Vendor management. Sounds as though it could be a bit of a dry subject but judging by recent outings, it is proving a bit of a hot topic.
And that’s reassuring because a) surprise, surprise, it is very important and b) it isn’t done particularly well, which is an awkward combination.
First off, a definition. Gartner defines vendor management as the discipline that enables organisations to control costs, drive service excellence and mitigate risks to gain increased value from their vendors throughout the deal lifecycle. All pretty commonsensical stuff.
Your 7-point action plan
1. Document and analyse current suppliers
2. Segment and prioritise suppliers
3. Develop relationship strategy
4. Develop collaboration and combined objectives
5. Review and refine KPIs and development plan
6. Review risk management
7. Build true relationships
But why are most law firms still approaching vendor management in an ad-hoc fashion, going “issue by issue” or reserving everything for an annual review meeting? These meetings tend to focus on cost, recent issues or operationally irrelevant key performance indicators (KPIs). Record keeping is decentralised and very few conversations with suppliers cover strategic aims, combined objectives, innovation or true partnership. Besides, we all know that if you are reviewing supplier performance against contractual KPIs then the writing is on the wall for the relationship.
Most firms recognise the cost of services purchased for the business but not the enabling impact they have or enhancement value they add. Given that review meetings tend to be focused on cost and day-to-day relationship issues rather than the more strategic Gartner framing, law firms could lay themselves open to the accusation of knowing ‘the cost of everything and the value of nothing’.
So how should a firm go about recognising the value and determining the risk of the supply chain which is needed to deliver its services?
Step 1 – Create Visibility
The first step is to create visibility and understanding around existing suppliers and the services they provide, and to determine their importance in underpinning the services that the law firm provides to its clients.
It is fair to say that until the introduction of GDPR many firms did not even maintain a centralised list of suppliers or contracts. The work done to assess suppliers’ compliance with GDPR can be a great starting place for vendor management.

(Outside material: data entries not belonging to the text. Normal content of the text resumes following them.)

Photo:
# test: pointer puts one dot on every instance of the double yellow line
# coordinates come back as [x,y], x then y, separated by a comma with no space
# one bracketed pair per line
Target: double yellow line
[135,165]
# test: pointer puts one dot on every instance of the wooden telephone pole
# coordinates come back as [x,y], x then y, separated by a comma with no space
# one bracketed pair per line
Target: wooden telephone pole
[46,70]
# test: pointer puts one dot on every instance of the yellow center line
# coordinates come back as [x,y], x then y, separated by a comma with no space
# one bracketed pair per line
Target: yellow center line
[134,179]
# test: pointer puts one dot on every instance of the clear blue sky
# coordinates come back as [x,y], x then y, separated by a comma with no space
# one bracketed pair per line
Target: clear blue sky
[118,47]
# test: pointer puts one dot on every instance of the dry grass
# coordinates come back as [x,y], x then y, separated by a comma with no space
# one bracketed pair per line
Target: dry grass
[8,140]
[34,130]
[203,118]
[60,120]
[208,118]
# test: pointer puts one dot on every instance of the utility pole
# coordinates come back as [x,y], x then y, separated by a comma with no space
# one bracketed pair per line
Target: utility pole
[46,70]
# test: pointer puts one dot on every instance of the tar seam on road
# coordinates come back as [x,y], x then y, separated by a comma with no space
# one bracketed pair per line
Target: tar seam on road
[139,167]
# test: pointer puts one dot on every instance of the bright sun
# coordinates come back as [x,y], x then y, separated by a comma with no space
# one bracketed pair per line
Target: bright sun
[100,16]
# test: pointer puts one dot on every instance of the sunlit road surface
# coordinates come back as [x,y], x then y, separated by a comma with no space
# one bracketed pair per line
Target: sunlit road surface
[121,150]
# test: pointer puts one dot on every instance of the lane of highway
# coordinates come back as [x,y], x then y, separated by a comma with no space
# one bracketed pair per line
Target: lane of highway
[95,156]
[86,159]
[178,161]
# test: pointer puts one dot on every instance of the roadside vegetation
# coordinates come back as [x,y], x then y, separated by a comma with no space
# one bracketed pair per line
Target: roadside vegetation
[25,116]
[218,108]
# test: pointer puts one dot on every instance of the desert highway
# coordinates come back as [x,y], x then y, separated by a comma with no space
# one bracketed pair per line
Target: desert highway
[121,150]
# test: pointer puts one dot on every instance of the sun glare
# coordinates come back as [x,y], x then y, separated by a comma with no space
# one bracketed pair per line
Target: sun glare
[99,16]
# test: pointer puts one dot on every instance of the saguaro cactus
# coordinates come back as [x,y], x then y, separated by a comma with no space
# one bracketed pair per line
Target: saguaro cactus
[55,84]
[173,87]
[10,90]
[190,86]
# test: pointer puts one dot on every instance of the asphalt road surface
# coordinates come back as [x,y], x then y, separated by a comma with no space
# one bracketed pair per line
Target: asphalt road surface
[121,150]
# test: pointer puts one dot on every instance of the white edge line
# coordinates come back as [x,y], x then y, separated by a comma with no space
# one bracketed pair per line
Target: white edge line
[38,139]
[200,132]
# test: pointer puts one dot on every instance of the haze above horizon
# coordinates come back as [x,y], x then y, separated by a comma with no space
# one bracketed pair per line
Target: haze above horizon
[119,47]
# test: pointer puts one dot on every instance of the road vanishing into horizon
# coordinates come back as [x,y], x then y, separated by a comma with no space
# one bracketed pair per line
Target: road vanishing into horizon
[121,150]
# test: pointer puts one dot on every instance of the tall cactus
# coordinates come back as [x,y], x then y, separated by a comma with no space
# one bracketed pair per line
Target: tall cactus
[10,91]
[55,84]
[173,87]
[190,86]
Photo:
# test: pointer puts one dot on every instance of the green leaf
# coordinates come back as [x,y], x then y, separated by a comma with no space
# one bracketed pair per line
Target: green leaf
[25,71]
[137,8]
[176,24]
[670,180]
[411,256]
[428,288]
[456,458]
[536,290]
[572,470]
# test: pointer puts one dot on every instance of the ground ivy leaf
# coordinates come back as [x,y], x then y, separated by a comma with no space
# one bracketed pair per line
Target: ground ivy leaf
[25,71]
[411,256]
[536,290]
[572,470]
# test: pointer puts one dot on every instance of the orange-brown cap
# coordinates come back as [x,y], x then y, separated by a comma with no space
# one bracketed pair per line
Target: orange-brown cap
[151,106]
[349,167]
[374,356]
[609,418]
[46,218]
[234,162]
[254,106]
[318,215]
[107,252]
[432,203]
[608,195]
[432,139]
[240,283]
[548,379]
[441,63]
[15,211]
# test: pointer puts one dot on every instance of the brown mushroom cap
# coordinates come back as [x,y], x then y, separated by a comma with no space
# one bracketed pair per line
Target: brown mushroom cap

We would recommend the following tasks:-
Create a coherent list of all current services/contracts detailing:
- Description of service
- Supplier contacts
- Business owner (internal)
- Expenditure per annum
- Key dates (Termination, Review, Rollovers etc)
- Key contractual clauses
- Risk profile
- Importance of service
- Risk to business if service fails
- Supplier risk profile
- Formal risk reports from 3rd party report providers
Introduce centralised record keeping
- Bank of contracts
- History of contractual changes
- Minutes of meetings
- Records of major issues raised
- Document any ‘Lessons learned’ in the duration of the relationship
- Document known supplier risks and mitigations
Step 2 – Segmentation and Prioritisation
Once you have a list of all the suppliers and services this needs to be segmented and prioritised so the appropriate approach can be taken with each supplier.
This aims to identify strategic partners, important suppliers and unimportant transactional suppliers.
- Strategic Partners – a small number of strategic partners e.g. bankers, accountants, core technology providers
- Important Suppliers – Suppliers needed for the business to operate but who could be replaced e.g. important but commodity technology suppliers such as telecoms vendors
- Transactional Commodity – Commodity suppliers who are selected on the basis of price and can be easily changed with no impact e.g. standard photocopy paper suppliers
We’d suggest a simple scoring mechanism based on:
- Expenditure
- Risk Rating
- Innovation / continual approval
- Relying on systems / processes to operate.
Step 3 – Management Strategy and Collaboration
With suppliers now in their appropriate tiers, you can deploy a vendor management strategy so that the appropriate time is invested into these relationships. Using the Pareto rule you should expect to invest 80% of your time into your most strategically important suppliers with about 20% going into your more transactional suppliers.A typical approach for each supplier could be:
- Tier 1 Strategic
- Monthly meetings
- Issues & Resolutions
- Performance Review (Quality, KPI, Obligations, Risks & Mitigations) (See step 4)
- Innovation activity
- Review of delivery on combined objectives
- Tier 2 – Important
- Quarterly Meetings
- Issues & Resolutions
- Performance Review (Quality, KPI, Obligations, Risks & Mitigations)
- Tier 3 – Transactional
- 6 monthly or annual meetings
- Performance review (basic service level agreement monitoring)
- Cost Review
This approach will change the dynamics of vendor management: relationships with strategic suppliers become collaborative where suppliers are treated like true partners and not merely subservient suppliers. Equally, suppliers should see their customers as partners and not as a cash machine.
The focus of these relationships has to be a ‘win-win’ with recognised combined objectives.
Step 4 – Review and refine KPIs and development plan
We said at the beginning of this article that when a firm relies increasingly on KPIs it’s a sign that there are wider problems, with the firm looking for something to ‘prove’ the lack of service delivery
But you obviously still need a method of assessing and managing the vendor relationship as part of a more rounded approach. Rather than relying on staid SLAs such as ‘99%’ uptime, we would advocate for your strategic suppliers using a balanced scorecard technique; this enables an assessment of suppliers across various areas and supports the more collaborative style you’re after.
The balanced scorecard should encompass elements such as:
- Targets
- ‘Traditional’ adherence to standards
- Compliance with Obligations
- Assessment of how the supplier delivered to contractual obligations
- User Satisfaction
- Regular assessment of end-users’ views of service (regular surveys etc)
- Business Risk
- Regular reviews of supplier risk
- Review of the risk to business if service fails
- Innovation
- Assessment of supplier/service innovation activity
- Combined objectives
- Assessment of delivery of shared objectives
- Operation hygiene
- Identification of common/re-occurring challenges
- Definition of processes to address issues
- Mitigation and management of risk
Summary
There’s a fair bit to take in here but a full-blown vendor management strategy as described above is only required for a handful of Tier 1 strategic partners.
And the payback is well worth the effort. Remember, the aim ultimately is to improve the services you as a law firm can provide to your clients – by driving service excellence and increasing value from your vendors, while at the same time mitigating risk and controlling costs.
That is surely reason enough for law firms to take a fresh look at how they manage suppliers and services.